# Unfair data

This notebook generates a dataset that is inherently unfair.

In [None]:
import random
import matplotlib.pyplot as plt
import numpy as np
import pandas as pd
%matplotlib inline

We generate cases using the following function. People are randomly placed in the protected class `A` or `B` and randomly assigned an age between 18 and 60 and a location between 0 and 1.
People in `A` are uniformly assigned a wealth while people in `B`
are more likely to get a higher wealth. Then we assign a target to each person which is a function of
their location, wealth and age. Since the wealth is divided unequally, the targets are as well.

In [None]:
def generate_case():
    result = {'protected': random.choice(['A', 'B']),
              'age': random.randint(18, 60),
              'location': random.random()}
    result['wealth'] = random.random() if result['protected'] == 'A' else np.sqrt(random.random())
    result['target'] = random.random()**2 > (1.5*result['location'] * result['wealth'] + 0.1*(result['age'])/60)
    return result

We generate 50000 cases.

In [None]:
df = pd.DataFrame([generate_case() for _ in range(50000)])

Distributions split by target and protected class are shown below.

In [None]:
fig, axes = plt.subplots(3, 2, figsize=(16, 10), sharey=True)

for row, feature in zip(axes, ('age', 'wealth', 'location')):
    for ax, target in zip(row, (False, True)):
        df[df.target == target].hist(ax=ax, column=feature, bins=range(18, 62, 5) if feature == 'age' else None)
        ax.set_title('target = {}'.format(target))
        ax.set_xlabel(feature)
        ax.set_ylabel('# rows')
        
fig.tight_layout()

In [None]:
fig, axes = plt.subplots(3, 2, figsize=(16, 10), sharey=True)

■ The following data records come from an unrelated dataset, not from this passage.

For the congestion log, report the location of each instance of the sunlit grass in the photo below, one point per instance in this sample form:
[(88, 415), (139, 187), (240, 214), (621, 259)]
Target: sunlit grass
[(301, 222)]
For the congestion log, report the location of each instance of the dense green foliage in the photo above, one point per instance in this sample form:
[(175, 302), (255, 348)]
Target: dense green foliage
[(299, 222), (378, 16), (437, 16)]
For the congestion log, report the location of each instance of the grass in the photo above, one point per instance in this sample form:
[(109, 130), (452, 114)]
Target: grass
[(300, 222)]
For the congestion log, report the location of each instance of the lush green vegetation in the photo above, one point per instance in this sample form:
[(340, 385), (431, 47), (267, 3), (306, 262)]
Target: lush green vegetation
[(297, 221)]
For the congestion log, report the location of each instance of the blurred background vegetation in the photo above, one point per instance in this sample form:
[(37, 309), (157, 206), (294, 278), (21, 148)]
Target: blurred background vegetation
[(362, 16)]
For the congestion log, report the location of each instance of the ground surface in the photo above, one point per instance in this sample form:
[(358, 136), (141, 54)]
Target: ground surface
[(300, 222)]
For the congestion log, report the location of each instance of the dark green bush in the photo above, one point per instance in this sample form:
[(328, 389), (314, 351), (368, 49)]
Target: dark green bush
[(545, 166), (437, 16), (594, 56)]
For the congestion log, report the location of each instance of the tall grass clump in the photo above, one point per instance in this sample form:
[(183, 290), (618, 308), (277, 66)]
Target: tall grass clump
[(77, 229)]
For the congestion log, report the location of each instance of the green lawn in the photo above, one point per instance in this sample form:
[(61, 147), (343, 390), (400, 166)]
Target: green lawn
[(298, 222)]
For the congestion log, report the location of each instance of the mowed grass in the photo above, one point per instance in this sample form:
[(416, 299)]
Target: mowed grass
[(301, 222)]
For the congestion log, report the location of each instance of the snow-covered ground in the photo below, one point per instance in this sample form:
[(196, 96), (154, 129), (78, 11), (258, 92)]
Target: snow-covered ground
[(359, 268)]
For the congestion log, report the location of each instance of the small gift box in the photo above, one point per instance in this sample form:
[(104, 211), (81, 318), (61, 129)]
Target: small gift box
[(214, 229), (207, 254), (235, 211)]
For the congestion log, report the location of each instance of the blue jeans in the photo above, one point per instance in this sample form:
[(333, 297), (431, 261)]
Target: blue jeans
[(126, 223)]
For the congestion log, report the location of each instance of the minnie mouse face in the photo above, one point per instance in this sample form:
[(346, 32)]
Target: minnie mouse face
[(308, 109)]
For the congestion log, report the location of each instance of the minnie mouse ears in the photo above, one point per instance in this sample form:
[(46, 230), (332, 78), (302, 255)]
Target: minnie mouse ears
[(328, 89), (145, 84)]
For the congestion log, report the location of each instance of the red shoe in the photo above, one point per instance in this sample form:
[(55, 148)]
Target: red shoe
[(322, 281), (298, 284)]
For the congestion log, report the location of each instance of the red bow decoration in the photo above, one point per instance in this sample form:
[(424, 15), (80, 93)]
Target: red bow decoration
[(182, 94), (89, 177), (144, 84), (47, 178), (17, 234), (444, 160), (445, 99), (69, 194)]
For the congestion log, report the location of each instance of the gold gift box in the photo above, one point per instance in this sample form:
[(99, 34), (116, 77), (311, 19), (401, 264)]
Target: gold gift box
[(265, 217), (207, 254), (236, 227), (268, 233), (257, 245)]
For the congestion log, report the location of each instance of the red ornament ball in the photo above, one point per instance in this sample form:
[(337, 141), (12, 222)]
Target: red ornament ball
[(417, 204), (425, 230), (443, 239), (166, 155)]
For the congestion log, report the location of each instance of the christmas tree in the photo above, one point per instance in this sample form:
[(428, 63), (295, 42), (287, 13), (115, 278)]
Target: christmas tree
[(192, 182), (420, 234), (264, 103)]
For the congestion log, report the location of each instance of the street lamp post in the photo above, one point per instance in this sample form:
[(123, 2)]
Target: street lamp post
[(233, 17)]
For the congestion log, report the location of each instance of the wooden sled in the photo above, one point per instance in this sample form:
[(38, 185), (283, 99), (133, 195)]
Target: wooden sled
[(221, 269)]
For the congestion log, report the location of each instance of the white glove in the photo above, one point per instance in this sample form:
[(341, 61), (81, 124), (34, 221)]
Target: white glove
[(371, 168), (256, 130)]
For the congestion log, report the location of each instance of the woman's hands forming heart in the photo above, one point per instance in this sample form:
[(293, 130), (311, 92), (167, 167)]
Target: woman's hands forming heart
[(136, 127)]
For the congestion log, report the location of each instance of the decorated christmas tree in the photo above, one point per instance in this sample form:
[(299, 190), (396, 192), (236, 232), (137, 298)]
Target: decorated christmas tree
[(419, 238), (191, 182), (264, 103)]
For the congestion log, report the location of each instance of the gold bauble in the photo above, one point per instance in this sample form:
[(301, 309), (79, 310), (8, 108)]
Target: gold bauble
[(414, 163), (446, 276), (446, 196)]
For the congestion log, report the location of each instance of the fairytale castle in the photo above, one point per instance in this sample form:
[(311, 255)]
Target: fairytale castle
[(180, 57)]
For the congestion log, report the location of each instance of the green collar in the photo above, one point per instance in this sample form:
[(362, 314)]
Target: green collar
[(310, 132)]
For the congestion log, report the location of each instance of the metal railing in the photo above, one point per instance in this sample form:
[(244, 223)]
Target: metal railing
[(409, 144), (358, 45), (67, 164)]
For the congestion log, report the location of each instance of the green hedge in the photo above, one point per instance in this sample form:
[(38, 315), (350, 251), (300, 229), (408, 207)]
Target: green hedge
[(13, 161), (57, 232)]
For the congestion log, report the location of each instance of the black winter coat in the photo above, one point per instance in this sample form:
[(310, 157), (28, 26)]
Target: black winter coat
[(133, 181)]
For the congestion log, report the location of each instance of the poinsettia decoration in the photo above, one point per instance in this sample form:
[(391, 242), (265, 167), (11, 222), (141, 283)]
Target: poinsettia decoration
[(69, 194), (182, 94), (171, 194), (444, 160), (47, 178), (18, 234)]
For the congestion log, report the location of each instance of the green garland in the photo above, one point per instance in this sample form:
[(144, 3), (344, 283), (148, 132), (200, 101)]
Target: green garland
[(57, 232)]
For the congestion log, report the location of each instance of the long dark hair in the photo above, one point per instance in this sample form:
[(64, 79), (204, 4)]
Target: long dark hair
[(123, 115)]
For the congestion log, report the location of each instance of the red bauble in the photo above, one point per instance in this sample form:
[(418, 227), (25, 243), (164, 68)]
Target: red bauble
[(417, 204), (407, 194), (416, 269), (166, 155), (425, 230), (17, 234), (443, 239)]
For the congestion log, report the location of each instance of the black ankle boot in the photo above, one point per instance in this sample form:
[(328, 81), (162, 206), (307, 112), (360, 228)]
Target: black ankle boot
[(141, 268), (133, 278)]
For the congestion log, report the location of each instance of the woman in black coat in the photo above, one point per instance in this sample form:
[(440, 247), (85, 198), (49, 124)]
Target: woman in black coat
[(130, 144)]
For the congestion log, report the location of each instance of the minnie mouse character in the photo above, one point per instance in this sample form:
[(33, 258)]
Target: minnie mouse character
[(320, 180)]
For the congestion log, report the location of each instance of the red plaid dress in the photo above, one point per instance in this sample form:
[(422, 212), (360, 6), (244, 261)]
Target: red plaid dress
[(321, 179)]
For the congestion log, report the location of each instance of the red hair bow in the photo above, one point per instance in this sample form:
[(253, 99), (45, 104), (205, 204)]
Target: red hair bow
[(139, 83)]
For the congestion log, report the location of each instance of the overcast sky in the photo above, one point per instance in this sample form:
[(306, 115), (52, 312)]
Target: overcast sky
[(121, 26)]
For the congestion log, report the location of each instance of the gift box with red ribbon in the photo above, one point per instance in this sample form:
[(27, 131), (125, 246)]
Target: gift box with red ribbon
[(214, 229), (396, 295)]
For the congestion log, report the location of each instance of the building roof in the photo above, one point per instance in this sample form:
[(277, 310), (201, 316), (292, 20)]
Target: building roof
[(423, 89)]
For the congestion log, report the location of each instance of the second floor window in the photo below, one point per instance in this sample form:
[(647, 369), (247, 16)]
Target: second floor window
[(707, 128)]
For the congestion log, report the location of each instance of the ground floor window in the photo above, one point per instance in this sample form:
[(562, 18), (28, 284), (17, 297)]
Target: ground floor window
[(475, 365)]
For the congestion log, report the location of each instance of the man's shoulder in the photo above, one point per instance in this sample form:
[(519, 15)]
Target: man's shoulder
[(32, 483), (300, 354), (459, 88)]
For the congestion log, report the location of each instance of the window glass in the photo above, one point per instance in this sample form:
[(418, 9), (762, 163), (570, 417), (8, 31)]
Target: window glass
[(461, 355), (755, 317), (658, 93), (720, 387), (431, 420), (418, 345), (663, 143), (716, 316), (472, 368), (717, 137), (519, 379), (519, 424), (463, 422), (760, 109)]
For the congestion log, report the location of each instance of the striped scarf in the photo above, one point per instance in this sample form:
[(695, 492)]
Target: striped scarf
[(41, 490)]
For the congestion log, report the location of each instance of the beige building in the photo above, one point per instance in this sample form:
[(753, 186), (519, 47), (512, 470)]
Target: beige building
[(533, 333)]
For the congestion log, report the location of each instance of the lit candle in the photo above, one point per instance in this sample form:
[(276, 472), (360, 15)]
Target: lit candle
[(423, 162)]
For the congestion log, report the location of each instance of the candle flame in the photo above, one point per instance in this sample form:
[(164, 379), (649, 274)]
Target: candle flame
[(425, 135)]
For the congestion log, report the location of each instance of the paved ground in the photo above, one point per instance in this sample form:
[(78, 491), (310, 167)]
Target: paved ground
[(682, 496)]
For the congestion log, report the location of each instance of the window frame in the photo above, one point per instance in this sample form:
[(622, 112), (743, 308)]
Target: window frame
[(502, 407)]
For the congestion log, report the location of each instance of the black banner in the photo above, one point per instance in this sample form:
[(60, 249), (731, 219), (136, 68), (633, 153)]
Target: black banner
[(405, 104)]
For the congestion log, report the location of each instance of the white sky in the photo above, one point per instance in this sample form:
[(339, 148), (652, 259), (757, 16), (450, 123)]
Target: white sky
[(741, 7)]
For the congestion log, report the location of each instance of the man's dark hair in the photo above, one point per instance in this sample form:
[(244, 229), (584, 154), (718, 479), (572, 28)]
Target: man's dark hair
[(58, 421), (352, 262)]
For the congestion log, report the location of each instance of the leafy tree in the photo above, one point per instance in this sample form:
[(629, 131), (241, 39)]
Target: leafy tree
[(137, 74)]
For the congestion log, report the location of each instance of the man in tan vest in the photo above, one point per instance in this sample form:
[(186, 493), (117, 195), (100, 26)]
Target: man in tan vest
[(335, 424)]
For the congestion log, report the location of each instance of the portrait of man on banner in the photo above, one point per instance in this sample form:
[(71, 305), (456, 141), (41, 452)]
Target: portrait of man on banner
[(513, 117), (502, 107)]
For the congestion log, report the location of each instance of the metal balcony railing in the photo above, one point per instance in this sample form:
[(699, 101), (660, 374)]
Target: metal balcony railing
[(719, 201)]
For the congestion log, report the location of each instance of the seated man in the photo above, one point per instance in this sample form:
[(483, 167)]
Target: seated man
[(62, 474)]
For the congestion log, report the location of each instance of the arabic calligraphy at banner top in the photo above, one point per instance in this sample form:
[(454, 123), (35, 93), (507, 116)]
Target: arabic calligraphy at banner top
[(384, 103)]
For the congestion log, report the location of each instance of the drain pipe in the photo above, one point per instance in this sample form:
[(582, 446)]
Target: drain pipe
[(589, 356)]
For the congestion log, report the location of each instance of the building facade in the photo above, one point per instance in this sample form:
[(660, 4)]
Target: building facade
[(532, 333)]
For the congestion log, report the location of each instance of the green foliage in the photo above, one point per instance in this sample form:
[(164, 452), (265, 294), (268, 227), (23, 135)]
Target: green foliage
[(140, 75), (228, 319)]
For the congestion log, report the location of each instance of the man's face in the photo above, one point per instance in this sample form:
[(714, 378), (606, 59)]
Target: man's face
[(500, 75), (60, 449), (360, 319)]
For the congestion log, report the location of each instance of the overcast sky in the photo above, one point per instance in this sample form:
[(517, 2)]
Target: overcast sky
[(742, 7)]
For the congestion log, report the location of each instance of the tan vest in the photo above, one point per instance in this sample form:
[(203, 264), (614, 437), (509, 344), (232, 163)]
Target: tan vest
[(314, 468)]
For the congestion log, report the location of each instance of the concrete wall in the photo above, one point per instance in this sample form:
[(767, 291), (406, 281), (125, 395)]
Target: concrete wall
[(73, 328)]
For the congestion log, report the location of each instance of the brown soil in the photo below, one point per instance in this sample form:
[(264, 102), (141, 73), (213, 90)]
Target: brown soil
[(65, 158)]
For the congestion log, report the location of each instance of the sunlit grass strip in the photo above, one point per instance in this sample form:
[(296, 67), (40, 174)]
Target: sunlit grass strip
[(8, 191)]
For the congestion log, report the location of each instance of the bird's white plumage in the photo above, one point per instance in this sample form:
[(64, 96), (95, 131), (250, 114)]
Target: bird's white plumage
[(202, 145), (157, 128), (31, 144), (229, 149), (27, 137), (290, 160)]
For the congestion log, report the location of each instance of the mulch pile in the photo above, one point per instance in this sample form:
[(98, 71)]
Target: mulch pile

for row, feature in zip(axes, ('age', 'wealth', 'location')):
    for ax, prot in zip(row, ('A', 'B')):
        df[df.protected == prot].hist(ax=ax, column=feature, bins=range(18, 62, 5) if feature == 'age' else None)
        ax.set_title('protected = {}'.format(prot))
        ax.set_xlabel(feature)
        ax.set_ylabel('# rows')
        
fig.tight_layout()

Group size split by target and protected group is:

In [None]:
df.groupby(['protected', 'target']).size()

Finally we write to file:

In [None]:
df.to_csv('data/generated.data', index=False)